『別に、いじめで自殺は別におかしいことではないと思うよ? 実際そういう人何回も見たしね』
「だったら……っ」
レイの言葉に、息の塊を一気に吐き出す。
だったら、気が付いていないふりをしてくれたって、いいじゃないか。
なんで、私にそんなまっすぐな顔で、問い詰めてくるんだ。
「レイは幽霊で、たまたま私が自殺しようとしたとこに居合わせただけで、全然……全然関係ないじゃない! それなのに……なんで。なんでそんなに私にかまうの⁉」
『関係ない……か』
レイの憂いのある声が気になったけど、一度吐き出した私の『本音』は止まらなくて、私は頭を掻きむしった。
「ッ……死なせて、よ……。
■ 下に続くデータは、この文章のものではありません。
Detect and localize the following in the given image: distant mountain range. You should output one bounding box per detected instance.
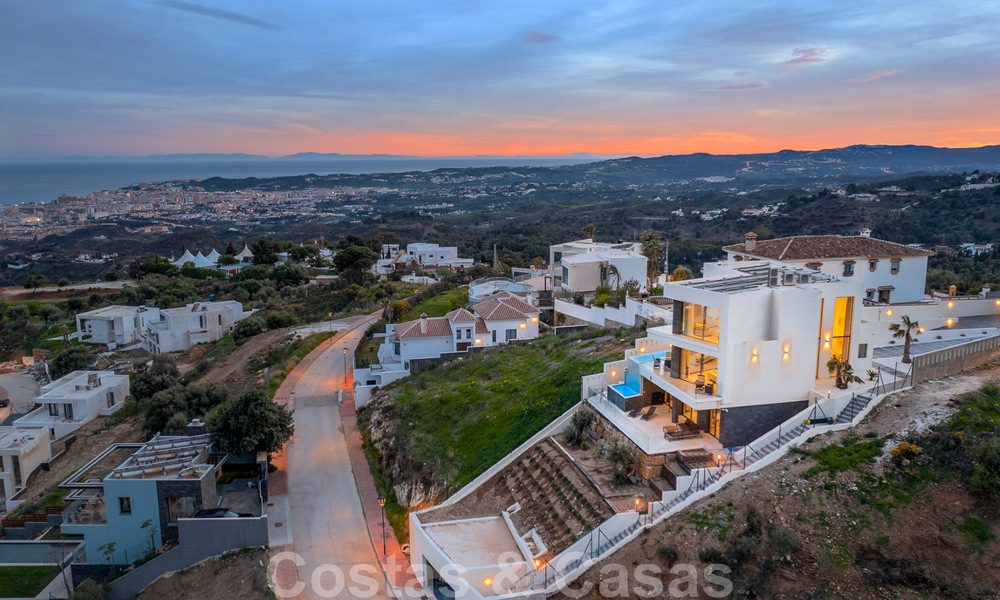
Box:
[588,145,1000,181]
楽にならせてよ……っ」
俯いて、かすれ交じりに本音をこぼすと、レイは小さく息を漏らす。
『……別に、俺は、……奈月が本気で死のうとしているなら、止める気はないよ』
「っえ――……?」
レイの言葉に、反射的に顔を上げた。
「な、に……言ってるの……?」
私は、死のうとしている時はいつだって真剣だ。
本気で死にたいわけじゃないのに、死にたいと繰り返すわけがない。
……そんなの、本当にしんどい人に失礼だから。
きょとんと首を傾げた私に、レイは少し苦笑した。
『いや、本気っていうのは死ぬ気がないっていう意味じゃなくて……奈月ってさ、自分が死んでまで叶えたいことがあるんじゃない? それを、隠すためにいじめを言い訳にしたとか』
「ッ……」
私は、再び目を大きく見開いた。
それまでは、気が付いていなかったのに、言われた瞬間思い当たることがあって、心臓のあたりの服をゆるゆると離した。